In its review of coverage, City Paper did not, however, concern itself with the possible explanation from the other side — why police officials felt they should keep back the New Orleans evacuees. (Earlier, on Sept. 10, the New York Times quoted Gretna police chief Arthur Lawson briefly, but its story was largely told through Bradshaw’s account of events.)
In print reports in recent days, two major papers did better. Last Friday, the Los Angeles Times gave an extensive, paraphrased narrative of Gretna officials’ reasoning, and a St. Petersburg Times article Saturday also quoted Lawson directly. But in both cases, those explanations were obscured by powerful images of racial conflict leading off each story. The mostly white suburb of Gretna, said the Los Angeles Times, had become “a symbol of callousness for using armed officers to seal one of the last escape routes from New Orleans — trapping thousands of mostly black evacuees in the flooded city …”

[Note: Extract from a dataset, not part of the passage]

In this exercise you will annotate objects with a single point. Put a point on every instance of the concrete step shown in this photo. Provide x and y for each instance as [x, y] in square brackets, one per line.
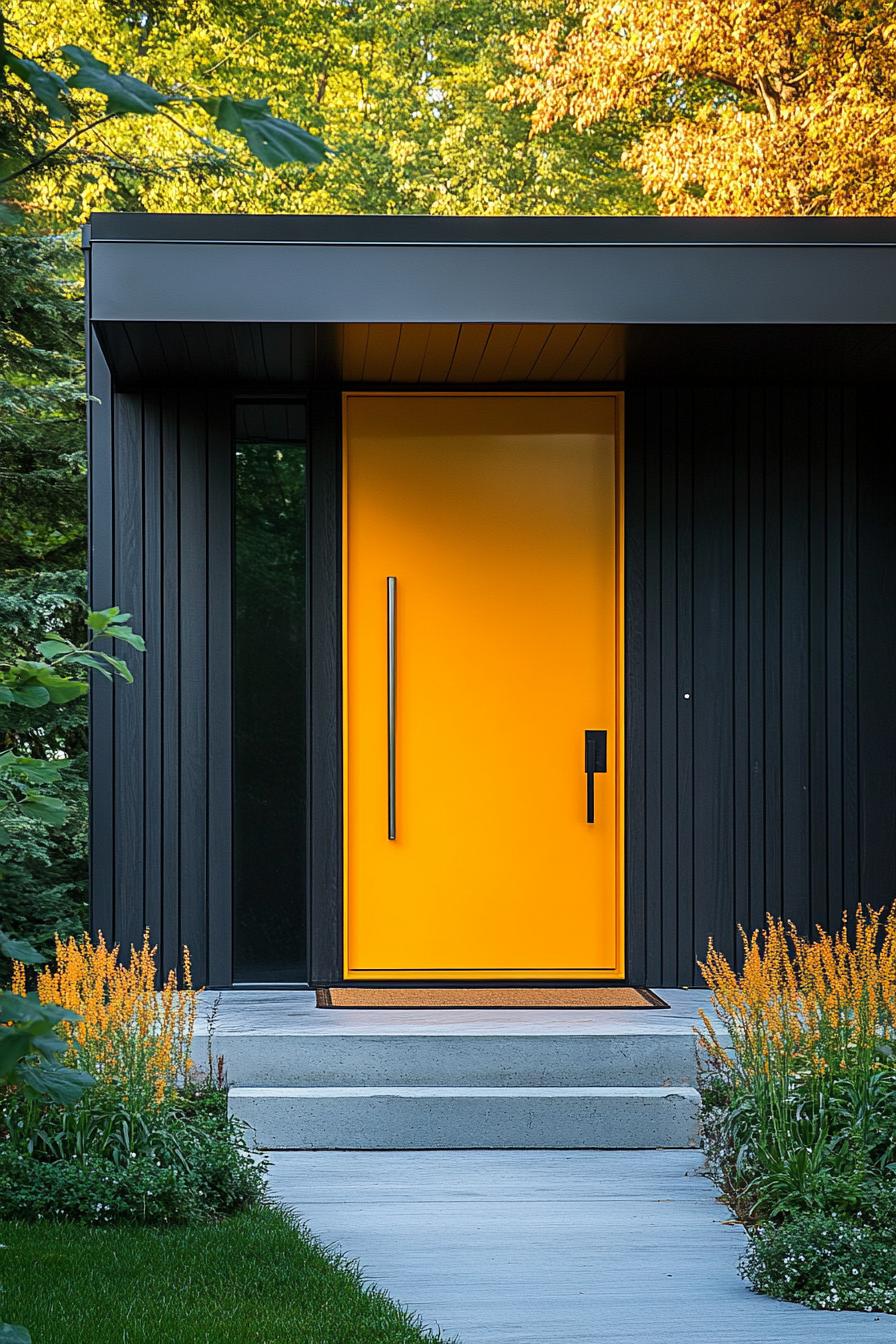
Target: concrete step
[496, 1058]
[419, 1117]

Leave it to NPR, then, two weeks after the news first broke, to explain clearly and concisely what Lawson and his compatriots were thinking when they turned the desperate people of New Orleans back. “City officials emphatically defend themselves and ask that their side be heard,” Burnett reported. He then quoted Lawson:
“I’m very pissed off … I am, because I’ve been painted as a racist and this community’s good reputation has been blemished because of something that we did because the city of New Orleans was ill-prepared to handle the situation that they had and expected us to evacuate their city without any preparation, without any notice, without any contact …
“We were not contacted by anybody in the city of New Orleans, police or city officials, prior to, during, or since the storm. No one called us and said, can you handle these people? Can you help?”
The chief’s decision to seal the bridge “prompted accusations of racial prejudice,” Burnett went on, “But Lawson explains that initially Gretna police commandeered buses and used them to ferry more than 5,000 evacuees to a rescue site. But more and more kept coming, and after a day of this shuttling, he says, his small police force became overwhelmed.”
Added Harry Lee, the sheriff of Jefferson Parish: “FEMA didn’t have any food for those people in Gretna. They didn’t give me any food. I didn’t have any water. My obligations are to the people of Jefferson Parish.”
Concluding the explanatory narrative, Burnett reported that Gretna officials had already been put on edge the day before by a mall fire set by “hooligans from New Orleans,” leading to their decision to shut down the bridge to all pedestrian traffic.
Burnett did report the full story, but by doing something basic — focusing on Lawson and Lee’s point of view — he illuminated a crucial aspect of a convoluted, touchy incident. Perhaps the easy answer of race — or racism — is not the only viable explanation. Perhaps Gretna officials, already having taken in thousands and fearing that things were getting out of control, felt they simply had no other choice.
At report’s end Burnett asked, “Chief Lawson would like to know without communication, food, water, enough buses and gasoline, how long would it take another American city to reach the limits of its compassion?”
The debate will go on. But thanks to Burnett, the public has a fuller view of what happened, and why, on the City Connection Bridge on September 1.
Correction: The above has been changed to reflect that it was “Morning Edition” that ran the report.